Perplexity AI triples its valuation in about 6 months with latest $500M funding round

Perplexity AI closed a $500M funding round, Bloomberg reported, tripling the startup's valuation within 6 months at $9 billion.

Perplexity AI triples its valuation in about 6 months with latest $500M funding round
A robot using a smartphone against a backdrop of Perplexity AI's logo.
Perplexity AI was criticized by Forbes and Wired in recent weeks.
  • Perplexity AI reportedly secured $500 million in its latest funding round this month.
  • That puts the startup's valuation at $9 billion, tripling its worth within six months.
  • A handful of AI startups have seen its valuation skyrocket amid rapid funding rounds this year.

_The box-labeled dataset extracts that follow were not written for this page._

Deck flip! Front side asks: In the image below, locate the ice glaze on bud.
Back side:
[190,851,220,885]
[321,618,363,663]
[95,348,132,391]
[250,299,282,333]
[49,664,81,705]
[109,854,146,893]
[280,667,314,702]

Perplexity AI closed a $500 million funding round earlier this month, pushing its valuation to $9 billion, a source familiar with the matter told Bloomberg.

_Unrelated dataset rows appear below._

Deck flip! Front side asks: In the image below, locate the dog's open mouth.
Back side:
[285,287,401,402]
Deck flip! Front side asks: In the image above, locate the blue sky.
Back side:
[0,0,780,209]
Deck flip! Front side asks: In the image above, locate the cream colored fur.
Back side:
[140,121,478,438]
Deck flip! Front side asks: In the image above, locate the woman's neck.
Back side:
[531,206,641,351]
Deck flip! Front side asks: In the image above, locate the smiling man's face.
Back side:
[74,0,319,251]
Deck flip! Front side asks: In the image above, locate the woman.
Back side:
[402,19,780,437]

That means the AI search engine startup has managed to triple its valuation within six months after an investment from SoftBank put the company at a $3 billion valuation in June.

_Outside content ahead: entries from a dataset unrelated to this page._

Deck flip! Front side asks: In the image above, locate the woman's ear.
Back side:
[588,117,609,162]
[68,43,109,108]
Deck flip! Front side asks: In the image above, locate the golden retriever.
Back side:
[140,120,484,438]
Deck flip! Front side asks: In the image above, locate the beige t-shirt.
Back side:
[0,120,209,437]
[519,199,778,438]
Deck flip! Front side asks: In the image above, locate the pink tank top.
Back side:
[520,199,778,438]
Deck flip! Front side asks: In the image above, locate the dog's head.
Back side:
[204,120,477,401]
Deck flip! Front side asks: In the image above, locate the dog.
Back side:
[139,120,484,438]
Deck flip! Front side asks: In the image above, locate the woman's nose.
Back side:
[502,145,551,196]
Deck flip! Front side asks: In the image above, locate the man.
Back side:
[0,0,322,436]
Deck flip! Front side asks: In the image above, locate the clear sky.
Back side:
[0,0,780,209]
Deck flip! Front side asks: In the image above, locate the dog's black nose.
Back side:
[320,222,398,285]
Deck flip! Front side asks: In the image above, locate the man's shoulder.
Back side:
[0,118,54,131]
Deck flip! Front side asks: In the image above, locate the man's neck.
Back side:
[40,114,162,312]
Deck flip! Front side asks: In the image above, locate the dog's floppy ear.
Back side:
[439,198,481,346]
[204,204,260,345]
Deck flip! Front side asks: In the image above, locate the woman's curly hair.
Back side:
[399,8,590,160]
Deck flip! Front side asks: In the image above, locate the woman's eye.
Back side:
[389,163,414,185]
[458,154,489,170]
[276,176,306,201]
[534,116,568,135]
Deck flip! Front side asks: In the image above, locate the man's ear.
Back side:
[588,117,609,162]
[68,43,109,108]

The latest funding round was led by Institutional Venture Partners, the source told Bloomberg. CNBC also reported in November that Perplexity was in the final stages of securing the investment from IVP.

A spokesperson for Perplexity declined to comment. A spokesperson for Institutional Venture Partners did not return a request for comment.

Perplexity is among a handful of buzzy AI startups that have seen their valuation balloon this year amid a feeding frenzy from VCs and investors looking for companies focused on artificial intelligence.

Anthropic, which built the Claude AI model, announced an additional $4 billion investment from Amazon in November.

That same month, Elon Musk told investors that his AI venture, xAI, raised $5 billion, valuing the startup at $50 billion.

In October, OpenAI announced that it had raised $6.6 billion at a historic $157 billion valuation.

Those large investments also come despite some of the controversies AI startups face around data and copyrighted work.

In October, News Corp, the owner of The Wall Street Journal and New York Post, filed a lawsuit against Perplexity, accusing the startup of copyright infringement.

OpenAI is facing a similar legal battle that was filed by The New York Times last year. The publication said OpenAI used "millions" of articles to train the startup's ChatGPT model.

Both startups have denied the allegations.